Ayer leí el artículo de Anamaría Cofiño en El Periódico (artículo "Creencias"), que hablaba sobre la injerencia de Dios y de la Iglesia en la vida del Estado y de la democracia en Guatemala. Decía que si en la Constitución de la República se hablaba de Dios y se daba privilegios a la Iglesia, además de las "creencias" que guardan, nunca la sociedad y los hombres chapines serían plenamente libres. Ella se señalaba en su artículo como feminista.
Comentándolo hoy con un amigo sacerdote, él señalaba que, respecto a los supuestos privilegios de la Iglesia -v.gr., como institución, no pagar impuestos- no son más que alguna manera de restitución del Estado a la Iglesia por aquellos daños y años de Justo Rufino Barrios en su contra.

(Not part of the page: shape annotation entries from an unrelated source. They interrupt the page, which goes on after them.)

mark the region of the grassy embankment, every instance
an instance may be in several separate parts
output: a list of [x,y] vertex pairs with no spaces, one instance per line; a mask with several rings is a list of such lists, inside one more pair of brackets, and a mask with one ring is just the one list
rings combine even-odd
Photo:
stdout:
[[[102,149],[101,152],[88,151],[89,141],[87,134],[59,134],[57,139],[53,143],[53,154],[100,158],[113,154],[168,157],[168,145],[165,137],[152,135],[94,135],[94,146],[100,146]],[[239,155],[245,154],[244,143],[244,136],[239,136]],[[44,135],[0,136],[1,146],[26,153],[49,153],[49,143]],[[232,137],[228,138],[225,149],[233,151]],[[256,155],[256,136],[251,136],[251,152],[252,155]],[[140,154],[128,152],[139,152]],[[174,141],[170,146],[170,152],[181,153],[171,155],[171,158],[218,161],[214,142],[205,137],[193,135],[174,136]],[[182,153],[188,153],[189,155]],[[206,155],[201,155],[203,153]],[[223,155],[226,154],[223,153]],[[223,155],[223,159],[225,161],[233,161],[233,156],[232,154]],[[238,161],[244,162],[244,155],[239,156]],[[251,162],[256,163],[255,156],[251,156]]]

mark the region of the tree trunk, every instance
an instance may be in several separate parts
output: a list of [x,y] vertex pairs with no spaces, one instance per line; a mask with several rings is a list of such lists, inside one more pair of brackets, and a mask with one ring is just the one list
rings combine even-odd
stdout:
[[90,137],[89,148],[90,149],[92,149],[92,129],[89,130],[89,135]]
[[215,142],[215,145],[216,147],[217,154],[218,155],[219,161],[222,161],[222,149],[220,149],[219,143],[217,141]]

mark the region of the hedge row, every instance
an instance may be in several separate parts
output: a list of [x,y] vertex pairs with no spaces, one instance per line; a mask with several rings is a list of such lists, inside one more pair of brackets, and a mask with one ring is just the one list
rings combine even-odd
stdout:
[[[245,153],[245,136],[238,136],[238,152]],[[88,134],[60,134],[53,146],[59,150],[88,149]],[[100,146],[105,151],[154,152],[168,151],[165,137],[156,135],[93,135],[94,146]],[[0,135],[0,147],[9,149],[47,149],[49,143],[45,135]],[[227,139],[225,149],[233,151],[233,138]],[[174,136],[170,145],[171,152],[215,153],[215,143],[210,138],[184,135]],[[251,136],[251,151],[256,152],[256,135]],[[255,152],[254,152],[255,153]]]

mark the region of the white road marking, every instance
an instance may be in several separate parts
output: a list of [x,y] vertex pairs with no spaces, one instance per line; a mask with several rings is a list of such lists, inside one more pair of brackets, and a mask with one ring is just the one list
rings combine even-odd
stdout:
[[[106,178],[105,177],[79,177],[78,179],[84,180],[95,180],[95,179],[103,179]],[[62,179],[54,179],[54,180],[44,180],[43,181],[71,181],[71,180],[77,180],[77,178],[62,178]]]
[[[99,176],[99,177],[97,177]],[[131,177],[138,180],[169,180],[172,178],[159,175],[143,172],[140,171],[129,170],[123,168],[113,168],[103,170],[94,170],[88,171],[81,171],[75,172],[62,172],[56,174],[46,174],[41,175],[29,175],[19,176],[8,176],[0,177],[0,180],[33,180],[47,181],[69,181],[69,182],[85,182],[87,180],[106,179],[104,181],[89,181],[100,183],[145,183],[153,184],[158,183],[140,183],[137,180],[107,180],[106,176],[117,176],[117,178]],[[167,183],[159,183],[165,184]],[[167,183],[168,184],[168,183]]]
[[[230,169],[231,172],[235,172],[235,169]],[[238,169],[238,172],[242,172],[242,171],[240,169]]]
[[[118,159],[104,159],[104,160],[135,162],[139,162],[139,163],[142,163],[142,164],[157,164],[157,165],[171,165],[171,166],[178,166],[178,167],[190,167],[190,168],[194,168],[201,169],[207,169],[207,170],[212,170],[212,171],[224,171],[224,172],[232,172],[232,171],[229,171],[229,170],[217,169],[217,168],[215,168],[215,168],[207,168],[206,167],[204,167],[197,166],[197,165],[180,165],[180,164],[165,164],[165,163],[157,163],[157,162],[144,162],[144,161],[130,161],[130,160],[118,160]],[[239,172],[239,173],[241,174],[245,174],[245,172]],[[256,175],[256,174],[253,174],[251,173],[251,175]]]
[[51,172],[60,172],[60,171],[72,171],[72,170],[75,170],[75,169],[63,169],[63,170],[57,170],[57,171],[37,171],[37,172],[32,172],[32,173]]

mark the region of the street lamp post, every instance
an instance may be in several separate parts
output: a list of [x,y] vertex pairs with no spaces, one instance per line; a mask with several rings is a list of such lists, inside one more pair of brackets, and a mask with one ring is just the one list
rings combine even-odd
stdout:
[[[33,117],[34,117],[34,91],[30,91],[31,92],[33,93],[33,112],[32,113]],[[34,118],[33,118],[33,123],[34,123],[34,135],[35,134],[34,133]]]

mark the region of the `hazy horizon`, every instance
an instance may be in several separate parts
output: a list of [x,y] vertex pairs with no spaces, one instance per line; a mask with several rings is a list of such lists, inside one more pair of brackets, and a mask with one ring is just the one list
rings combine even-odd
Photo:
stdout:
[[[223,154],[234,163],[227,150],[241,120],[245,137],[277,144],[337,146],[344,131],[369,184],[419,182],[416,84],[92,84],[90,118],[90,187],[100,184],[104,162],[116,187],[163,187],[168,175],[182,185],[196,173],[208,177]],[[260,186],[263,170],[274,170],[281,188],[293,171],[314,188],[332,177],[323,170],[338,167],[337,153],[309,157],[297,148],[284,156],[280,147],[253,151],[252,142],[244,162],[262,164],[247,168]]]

Hoy hemos escuchado en el evangelio de la Misa el episodio de la profesión de fe del incrédulo Tomás. Muchos creen -especialmente en el ámbito intelectual- que la fe es algo similar a la superstición, que creer es aceptar ciegamente sin pensar, y quien piense verdaderamente no puede creer. Es el camino de la ciencia que busca evidencias.

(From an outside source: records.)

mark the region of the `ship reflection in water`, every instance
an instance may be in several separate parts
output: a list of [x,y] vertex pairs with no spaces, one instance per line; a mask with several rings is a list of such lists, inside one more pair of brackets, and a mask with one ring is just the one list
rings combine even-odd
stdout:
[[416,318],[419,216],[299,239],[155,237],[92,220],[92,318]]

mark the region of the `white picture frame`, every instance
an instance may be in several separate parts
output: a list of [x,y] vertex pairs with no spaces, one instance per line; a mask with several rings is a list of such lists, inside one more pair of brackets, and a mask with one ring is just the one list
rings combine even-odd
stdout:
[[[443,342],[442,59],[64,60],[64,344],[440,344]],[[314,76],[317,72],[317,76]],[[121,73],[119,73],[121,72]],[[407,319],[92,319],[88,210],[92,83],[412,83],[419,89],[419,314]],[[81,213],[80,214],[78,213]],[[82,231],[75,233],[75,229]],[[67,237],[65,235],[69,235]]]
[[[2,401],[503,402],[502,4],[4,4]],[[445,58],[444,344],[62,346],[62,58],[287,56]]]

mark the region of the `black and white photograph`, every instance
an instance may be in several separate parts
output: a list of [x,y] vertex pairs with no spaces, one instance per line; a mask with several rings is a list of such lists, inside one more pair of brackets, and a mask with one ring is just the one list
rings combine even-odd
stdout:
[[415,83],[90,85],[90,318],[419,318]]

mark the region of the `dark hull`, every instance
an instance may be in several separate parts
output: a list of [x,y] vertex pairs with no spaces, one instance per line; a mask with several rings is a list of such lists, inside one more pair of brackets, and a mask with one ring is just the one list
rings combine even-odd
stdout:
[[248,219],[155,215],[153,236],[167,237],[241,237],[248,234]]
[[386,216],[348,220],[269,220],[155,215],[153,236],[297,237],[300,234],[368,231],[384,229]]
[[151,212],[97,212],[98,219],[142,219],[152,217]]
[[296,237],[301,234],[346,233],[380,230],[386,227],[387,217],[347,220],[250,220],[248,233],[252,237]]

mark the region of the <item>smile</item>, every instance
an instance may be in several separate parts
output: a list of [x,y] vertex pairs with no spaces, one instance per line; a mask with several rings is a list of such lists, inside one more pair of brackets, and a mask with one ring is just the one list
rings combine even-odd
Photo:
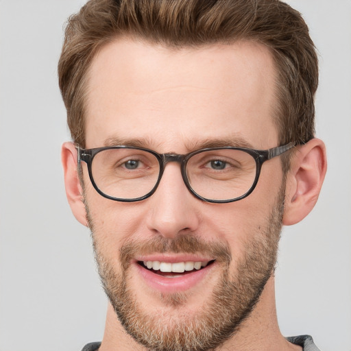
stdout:
[[163,293],[191,289],[204,282],[216,265],[215,260],[204,258],[147,258],[136,261],[134,267],[147,285]]
[[184,273],[184,271],[192,271],[199,270],[206,267],[207,265],[213,261],[186,261],[186,262],[160,262],[159,261],[145,261],[143,264],[148,269],[154,271],[160,271],[164,273]]

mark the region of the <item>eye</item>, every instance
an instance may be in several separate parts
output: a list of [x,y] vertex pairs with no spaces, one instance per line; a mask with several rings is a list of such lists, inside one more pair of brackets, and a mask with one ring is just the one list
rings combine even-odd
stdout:
[[227,162],[221,160],[213,160],[206,165],[207,167],[208,165],[213,169],[224,169],[227,167]]
[[139,167],[141,162],[138,160],[128,160],[123,163],[127,169],[136,169]]

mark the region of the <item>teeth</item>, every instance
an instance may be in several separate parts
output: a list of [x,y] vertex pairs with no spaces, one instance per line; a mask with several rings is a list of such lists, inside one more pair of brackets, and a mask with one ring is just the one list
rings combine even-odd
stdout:
[[205,262],[177,262],[176,263],[169,263],[168,262],[160,262],[158,261],[145,261],[144,265],[149,269],[155,271],[160,270],[162,272],[184,273],[184,271],[190,271],[194,269],[199,270],[200,268],[206,267],[208,261]]
[[168,262],[161,262],[160,263],[160,271],[172,271],[172,264]]

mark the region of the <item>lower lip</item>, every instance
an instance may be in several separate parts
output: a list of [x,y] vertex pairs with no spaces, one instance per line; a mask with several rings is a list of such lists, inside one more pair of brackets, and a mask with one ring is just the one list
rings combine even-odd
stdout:
[[179,277],[167,278],[143,268],[136,262],[134,263],[138,272],[152,288],[164,293],[174,293],[185,291],[195,287],[205,279],[215,263],[208,265],[198,271],[182,275]]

Nada más falso. Gracias al desvarío visceral de aquella articulista, pensaba: ¿qué será del hombre sin Dios? El hombre no se explicaría a sí mismo. Si el hombre se queda solo, está incompleto, se crearía una falta identidad que le llevará a la ruina de sí mismo. ¿Qué es el mundo, la sociedad, sin un Ser que lo gobierne providencialmente todo?
La fe -el acto de prestar confianza a Quien se nos revela- está llamada a crecer, pues, -como el amor- si no se cultiva, se acaba. De ahí que tantos bautizados dejan de creer.